It isn't the first time the Mandy Avenue home has been an issue for council, or the fire department, but now it's officially a nuisance.
Council has declared a home in the 6900-block of Mandy Avenue a nuisance. The city says it poses a "significant threat" to the safety of the property owner because of accumulated debris inside and outside the home, according to a staff report.
After first rescuing the property owner in January after he was trapped under debris, the fire department was again called to the home on July 2. The owner was reportedly trapped in the home, under debris. Four units and 12 personnel responded and remained on the scene for more than an hour-and-a-half.
"Similar to the original incident, the responding crews were met with a large amount of materials and debris, which complicated the rescue and raised concerns for their own safety," said Denise Jorgenson, the City of Burnaby's director of finance, in her report to council.
At council's Feb. 4 meeting, staff were authorized to undertake a cleanup of the property's exterior at the owner's expense, which cost $12,500.
It took seven city staffers (labourers, foremen, property use coordinators and a carpenter) and one contract employee, an excavator and three dump trucks to complete the exterior cleanup of the residence and garage.
Coun. Nick Volkow said the hoarding issue is becoming endemic and asked if the city could respond more quickly, at the July 22 meeting.
Volkow asked if Metro Vancouver has any tools to fully deal with hoarding problems in a more timely manner, as it's more about the person living inside the house than the house itself.
Mayor Derek Corrigan said people in this situation often need outside assistance, beyond what the city can provide.
"Our powers to deliver that assistance are pretty limited for the city, but we do our best to try to put people who are in this situation in touch with people who can give them assistance," he said.

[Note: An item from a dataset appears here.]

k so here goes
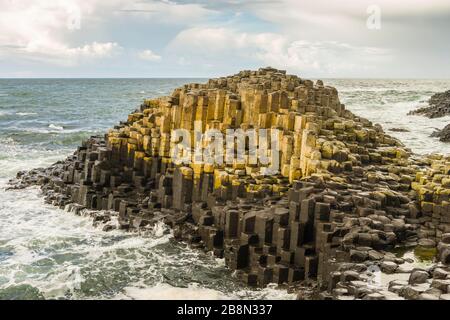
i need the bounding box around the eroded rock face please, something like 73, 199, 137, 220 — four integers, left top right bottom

Corrigan said hoarding is a problem that seems to be occurring more often, or it's getting a lot more attention. He said he's also concerned about putting staff at risk in this situation.
Coun. Dan Johnston said the property owner's health and safety are at risk and that Fraser Health and the province need to address the issue.
Bob Moncur, city manager, said he would talk to Metro Vancouver to find contacts within the Ministry of Health that staff can call.
Council also approved the staff recommendation that requires the property owner on Mandy Avenue remove the accumulated debris inside the home within 30 days of being notified.
If the 30-day deadline comes and goes, council will get involved, and any costs incurred will have to be paid by the property owner.